Y bien, adujo entonces el joven iraní con quien yo charlaba, si Dios es un ser omnisciente, esto es, que lo conoce todo, deberá por tanto conocer todos los datos posibles (tener todo el conocimiento del primer tipo descrito), pero también conocer todas las experiencias posibles (el segundo tipo de conocimiento explicado). ¡No se va a quedar a medias ni de una ni de otra cosa! El problema, empero, surge cuando uno capta que, para tener todo el conocimiento de las experiencias posible, Dios (o Alá, para mi interlocutor entonces) también debería conocer el sufrimiento y el dolor. Y eso chocaba con la idea musulmana (y griega, por cierto) de un Dios Supremo: ¿cómo podría un Dios, que es perfecto, padecer, lo cual es una imperfección? Pero, si no sufre, ¿entonces Dios no lo conoce todo? La paradoja filosófica estaba servida y, con ella, una buena ocasión para escribir 600 páginas de tesis doctoral.

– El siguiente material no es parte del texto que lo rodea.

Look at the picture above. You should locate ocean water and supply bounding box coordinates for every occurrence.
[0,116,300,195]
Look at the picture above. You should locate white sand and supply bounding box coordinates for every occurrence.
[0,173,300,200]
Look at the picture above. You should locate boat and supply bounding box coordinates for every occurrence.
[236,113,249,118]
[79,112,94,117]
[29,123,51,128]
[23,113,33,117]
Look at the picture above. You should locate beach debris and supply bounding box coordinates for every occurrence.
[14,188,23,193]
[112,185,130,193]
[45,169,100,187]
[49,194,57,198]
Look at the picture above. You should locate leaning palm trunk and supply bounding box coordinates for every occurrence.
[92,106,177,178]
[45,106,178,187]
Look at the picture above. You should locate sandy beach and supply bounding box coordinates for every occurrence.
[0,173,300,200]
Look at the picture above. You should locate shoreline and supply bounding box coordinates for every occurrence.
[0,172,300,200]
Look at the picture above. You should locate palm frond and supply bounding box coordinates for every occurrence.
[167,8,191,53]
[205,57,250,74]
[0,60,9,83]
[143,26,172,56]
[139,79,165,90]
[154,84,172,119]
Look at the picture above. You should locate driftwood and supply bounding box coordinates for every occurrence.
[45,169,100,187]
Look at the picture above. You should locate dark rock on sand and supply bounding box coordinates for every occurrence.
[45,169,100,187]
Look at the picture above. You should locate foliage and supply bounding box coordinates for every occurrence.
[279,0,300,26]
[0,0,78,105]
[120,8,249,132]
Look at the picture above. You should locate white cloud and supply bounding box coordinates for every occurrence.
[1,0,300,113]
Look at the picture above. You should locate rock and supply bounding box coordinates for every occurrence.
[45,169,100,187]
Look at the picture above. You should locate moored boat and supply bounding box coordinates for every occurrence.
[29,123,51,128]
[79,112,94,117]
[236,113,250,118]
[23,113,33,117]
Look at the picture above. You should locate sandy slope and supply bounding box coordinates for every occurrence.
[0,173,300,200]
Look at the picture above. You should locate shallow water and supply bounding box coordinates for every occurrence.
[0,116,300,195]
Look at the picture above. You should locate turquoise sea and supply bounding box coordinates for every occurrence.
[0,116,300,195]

Ahora bien, mientras el avispado estudiante iraní me hablaba, yo no podía dejar de pensar en algo: para mí, lo que él veía como un problema filosófico, tenía una solución simple. Una solución que es la misma que he venido destacando en este artículo. Y que él no veía, por ser musulmán, pero yo no podía dejar de ver, por ser cristiano.

Una solución llamada Jesús de Nazaret. He ahí la razón por la que Dios puede ser perfecto y a la vez conocer lo que es eso tan humano de sufrir. Una solución que para miles de millones de personas ha dado sentido a su vida, a su dolor, a su esperanza. Pero, es cierto, te fastidia dos cosas: la opción de ser musulmán, la primera; y, la segunda, la posibilidad de redactar cierta tesis doctoral.